With across-the-board cuts in federal spending expected to begin Friday with the sequester, those with the New River Gorge National River are bracing for impact.
Acting superintendent at the park Debbie Darden said the first thing they will be doing is cutting back on anything that is not considered essential.
“Travel, training, printing, those kinds of things stop immediately,” said Darden.
Along with that, Darden expects less summer and seasonal workers to be hired. In an average year, the park will hire anywhere from 25 to 30 seasonals.
“This would mean that nine of those, about a third of those seasonals, we would not be able to hire,” said Darden.
This would be a big hit to the 70,000 acre park which relies heavily on providing a high level of service for visitors.

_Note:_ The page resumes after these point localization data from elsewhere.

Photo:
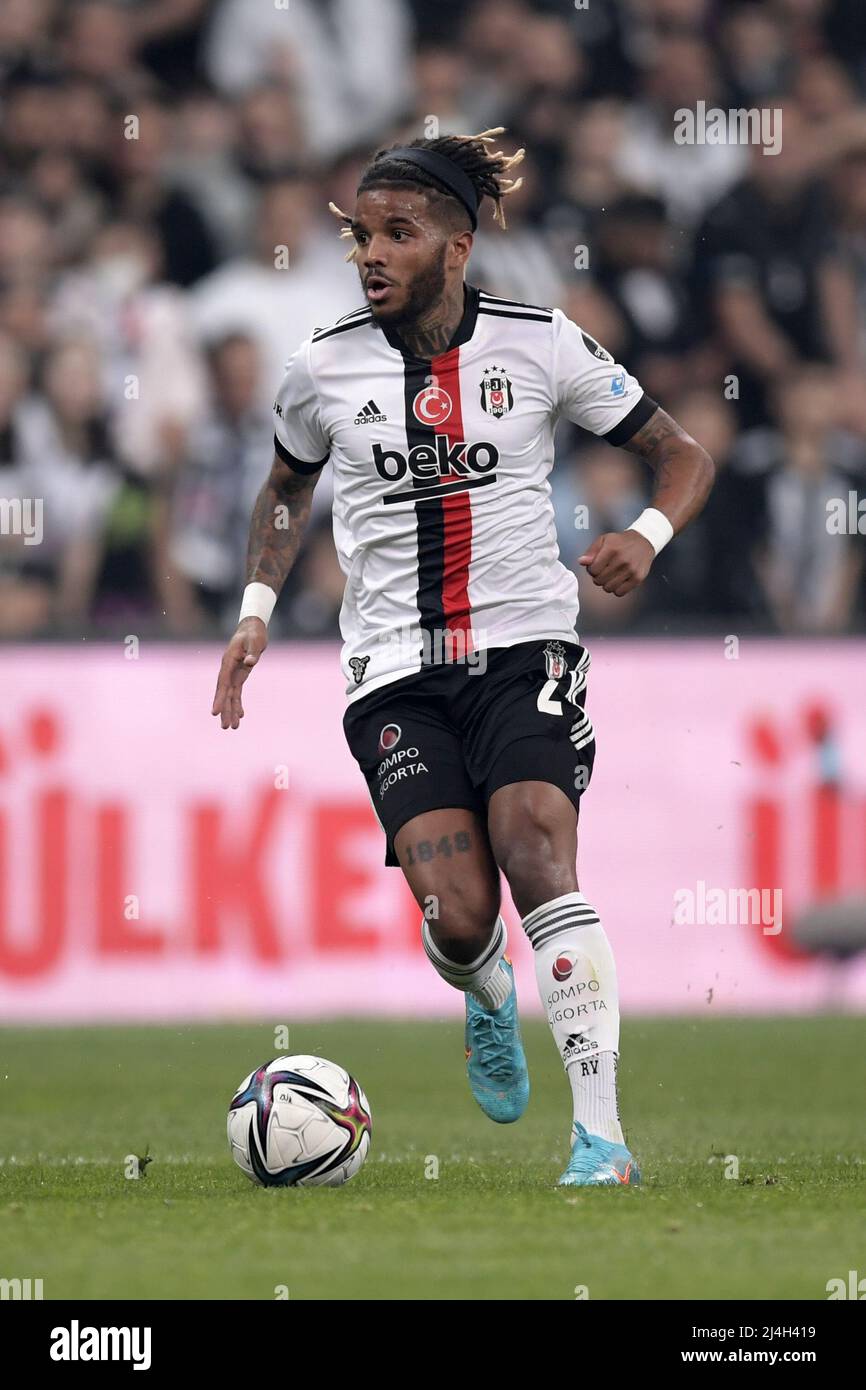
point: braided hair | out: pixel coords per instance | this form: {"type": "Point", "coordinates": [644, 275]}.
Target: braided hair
{"type": "Point", "coordinates": [485, 168]}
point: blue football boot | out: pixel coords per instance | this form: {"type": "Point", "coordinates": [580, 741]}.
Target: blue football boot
{"type": "Point", "coordinates": [495, 1059]}
{"type": "Point", "coordinates": [598, 1162]}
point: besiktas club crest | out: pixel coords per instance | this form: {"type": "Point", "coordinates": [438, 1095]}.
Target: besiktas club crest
{"type": "Point", "coordinates": [496, 395]}
{"type": "Point", "coordinates": [555, 660]}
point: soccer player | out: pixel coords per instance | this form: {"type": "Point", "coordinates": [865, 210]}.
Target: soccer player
{"type": "Point", "coordinates": [466, 681]}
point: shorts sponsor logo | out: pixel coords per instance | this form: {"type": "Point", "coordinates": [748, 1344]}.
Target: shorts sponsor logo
{"type": "Point", "coordinates": [496, 395]}
{"type": "Point", "coordinates": [389, 737]}
{"type": "Point", "coordinates": [398, 767]}
{"type": "Point", "coordinates": [555, 660]}
{"type": "Point", "coordinates": [431, 406]}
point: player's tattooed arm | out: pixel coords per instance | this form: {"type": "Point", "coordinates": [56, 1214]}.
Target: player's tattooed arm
{"type": "Point", "coordinates": [280, 517]}
{"type": "Point", "coordinates": [684, 470]}
{"type": "Point", "coordinates": [617, 562]}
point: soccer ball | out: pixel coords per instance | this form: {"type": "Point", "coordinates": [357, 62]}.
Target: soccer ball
{"type": "Point", "coordinates": [299, 1122]}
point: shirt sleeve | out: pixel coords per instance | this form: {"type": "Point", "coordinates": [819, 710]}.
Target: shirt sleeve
{"type": "Point", "coordinates": [592, 389]}
{"type": "Point", "coordinates": [299, 435]}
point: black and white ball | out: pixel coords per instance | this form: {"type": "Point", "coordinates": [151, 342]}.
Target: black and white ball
{"type": "Point", "coordinates": [299, 1122]}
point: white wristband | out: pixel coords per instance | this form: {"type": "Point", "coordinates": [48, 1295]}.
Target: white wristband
{"type": "Point", "coordinates": [655, 527]}
{"type": "Point", "coordinates": [257, 602]}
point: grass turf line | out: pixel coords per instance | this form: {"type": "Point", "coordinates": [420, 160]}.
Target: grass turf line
{"type": "Point", "coordinates": [781, 1094]}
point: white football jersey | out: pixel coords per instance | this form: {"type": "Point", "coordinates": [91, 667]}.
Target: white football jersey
{"type": "Point", "coordinates": [442, 513]}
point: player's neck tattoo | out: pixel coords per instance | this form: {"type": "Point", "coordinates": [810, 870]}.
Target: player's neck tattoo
{"type": "Point", "coordinates": [430, 334]}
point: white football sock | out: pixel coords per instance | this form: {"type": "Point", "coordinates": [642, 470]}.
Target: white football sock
{"type": "Point", "coordinates": [577, 983]}
{"type": "Point", "coordinates": [481, 977]}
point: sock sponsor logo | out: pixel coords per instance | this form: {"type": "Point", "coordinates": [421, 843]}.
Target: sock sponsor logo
{"type": "Point", "coordinates": [574, 1044]}
{"type": "Point", "coordinates": [563, 966]}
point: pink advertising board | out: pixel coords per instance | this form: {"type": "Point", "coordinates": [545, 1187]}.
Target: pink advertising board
{"type": "Point", "coordinates": [153, 866]}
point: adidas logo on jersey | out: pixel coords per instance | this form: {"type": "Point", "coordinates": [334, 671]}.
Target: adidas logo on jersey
{"type": "Point", "coordinates": [370, 414]}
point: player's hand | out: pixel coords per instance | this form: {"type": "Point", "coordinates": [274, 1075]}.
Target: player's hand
{"type": "Point", "coordinates": [241, 655]}
{"type": "Point", "coordinates": [619, 560]}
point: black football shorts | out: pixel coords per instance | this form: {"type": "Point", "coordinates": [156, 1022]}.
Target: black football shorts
{"type": "Point", "coordinates": [453, 733]}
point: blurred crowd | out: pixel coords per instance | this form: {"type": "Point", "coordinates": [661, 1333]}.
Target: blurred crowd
{"type": "Point", "coordinates": [164, 246]}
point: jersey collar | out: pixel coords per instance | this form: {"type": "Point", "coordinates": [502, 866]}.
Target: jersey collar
{"type": "Point", "coordinates": [463, 331]}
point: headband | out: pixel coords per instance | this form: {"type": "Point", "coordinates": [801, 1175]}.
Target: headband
{"type": "Point", "coordinates": [446, 173]}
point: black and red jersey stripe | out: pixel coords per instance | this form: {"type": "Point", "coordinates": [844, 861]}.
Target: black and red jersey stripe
{"type": "Point", "coordinates": [444, 520]}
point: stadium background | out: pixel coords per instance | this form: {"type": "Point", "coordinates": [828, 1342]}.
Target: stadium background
{"type": "Point", "coordinates": [164, 246]}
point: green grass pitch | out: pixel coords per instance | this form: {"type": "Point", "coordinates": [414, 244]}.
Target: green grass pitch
{"type": "Point", "coordinates": [784, 1096]}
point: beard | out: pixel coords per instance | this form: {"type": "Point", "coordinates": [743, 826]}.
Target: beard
{"type": "Point", "coordinates": [426, 291]}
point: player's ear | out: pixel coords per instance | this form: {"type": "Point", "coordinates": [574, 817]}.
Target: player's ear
{"type": "Point", "coordinates": [460, 246]}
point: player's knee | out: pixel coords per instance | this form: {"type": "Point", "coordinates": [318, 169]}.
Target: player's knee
{"type": "Point", "coordinates": [460, 922]}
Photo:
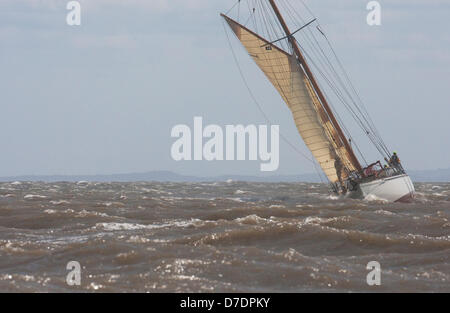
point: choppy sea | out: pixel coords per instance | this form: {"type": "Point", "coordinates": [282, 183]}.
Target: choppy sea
{"type": "Point", "coordinates": [219, 237]}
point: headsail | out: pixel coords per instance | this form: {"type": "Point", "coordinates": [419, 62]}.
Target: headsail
{"type": "Point", "coordinates": [288, 77]}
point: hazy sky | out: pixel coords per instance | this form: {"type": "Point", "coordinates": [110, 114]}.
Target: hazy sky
{"type": "Point", "coordinates": [102, 97]}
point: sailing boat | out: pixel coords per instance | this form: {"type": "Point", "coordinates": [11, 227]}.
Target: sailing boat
{"type": "Point", "coordinates": [284, 64]}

Less seasonal workers means less Visitor Use Assistants. Fewer Visitor Use Assistants, Darden said, means Park Rangers would have to pick up the extra workload of performing the assistant’s duties.
“They come around to the campgrounds, they register you, they pick up the trash, they provide information, they drop the river people off where they get in the river and pick them up when they come off,” said Darden.
In addition to hiring fewer workers, Darden adds that portions of the park could remain closed for the summer.
Darden said Thurmond would remain closed and certain parts of Grandview .
“People could still go to Grandview , they could still go to the picnic shelters, they could still go to the playgrounds,” said Darden. “The visitor contact station itself would be closed.”
The theater inside Grandview would also not be impacted in any way.
In addition to the New River Gorge National River , the Gauley River National Recreation Area and the Bluestone National Scenic River would be impacted in some way as well by the cuts.
Darden said many facets of the operation will be impacted by the changes because everyone will take a portion of the cut.
Darden adds that the only way the impact could be lessened at the park is if they were able to find enough people to volunteer.